Personal information
- Date of birth: 20 February 1992 (age 33)
- Place of birth: Tbilisi, Georgia
- Height: 1.80 m (5 ft 11 in)
- Position: Forward

Team information
- Current team: Telavi
- Number: 21

Youth career
- 2001–2010: Dinamo Tbilisi
- 2010–2011: Anzhi Makhachkala

Senior career*
- Years: Team / Apps / (Gls)
- 2010–2011: Anzhi Makhachkala / 5 / (0)
- 2012–2013: Dila Gori / 18 / (2)
- 2013–2014: Hajduk Split / 13 / (1)
- 2014: Ermis Aradippou / 0 / (0)
- 2014–2015: Zestaponi / 18 / (6)
- 2015–2016: Dila Gori / 9 / (1)
- 2016: SKA-Energiya Khabarovsk / 9 / (0)
- 2016–2018: Ethnikos Achna / 31 / (0)
- 2018–2019: Dinamo Batumi / 31 / (6)
- 2020–2023: Samtredia / 48 / (5)
- 2023–: Telavi / 2 / (0)

International career
- 2008–2009: Georgia U19 / 3 / (5)
- 2009–2011: Georgia U21 / 2 / (2)

= Giorgi Iluridze =

Georgian footballer

Giorgi Iluridze (გიორგი ილურიძე; born 20 February 1992) is a Georgian footballer who plays for Telavi.

==Career==
A product of his hometown's FC Dinamo Tbilisi and a youth international, Iluridze was scouted and signed by FC Anzhi Makhachkala in 2010, where he made his first team debut in the Russian Premier League on 6 May 2010, aged 18, in a 3–0 away loss against FC Spartak Moscow, coming in the 75th minute for Mikhail Bakayev. He gathered 4 further caps for his team before a row of injuries impeded his career.
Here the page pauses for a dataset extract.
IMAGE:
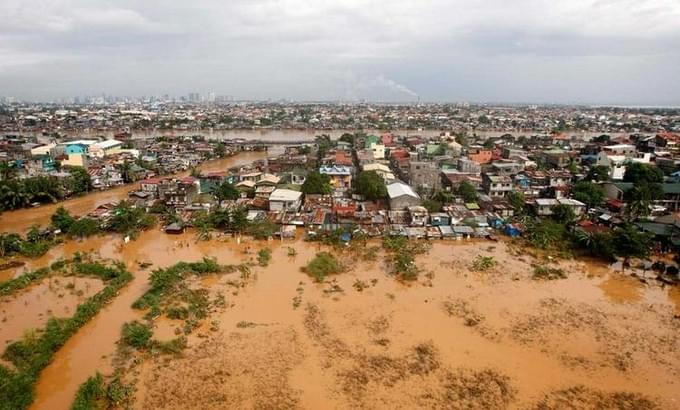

After his recovery, he couldn't get any further chances with the first team, playing with Anzhi's youth squad until the end of 2011.

In early 2012, he signed with FC Dila Gori back in his native Georgia, where he would spend the next year and a half.

He then moved to Croatia's HNK Hajduk Split in late August 2013, having been noted by his new team after he had scored the sole goal in Dila's 1–0 away win in the UEFA Europa League against them. He made his Hajduk debut on 14 September in a 2–0 home win against Dinamo Zagreb. He made 15 appearances, scoring one goal and assisting two others in his sole season at Hajduk. He was released from his contract in April, 2014.

==International career==
A former youth international, Iluridze was called up for Georgia's 2014 FIFA World Cup qualification Group I matches in September 2013 against France and Finland but he didn't join the team due to injury.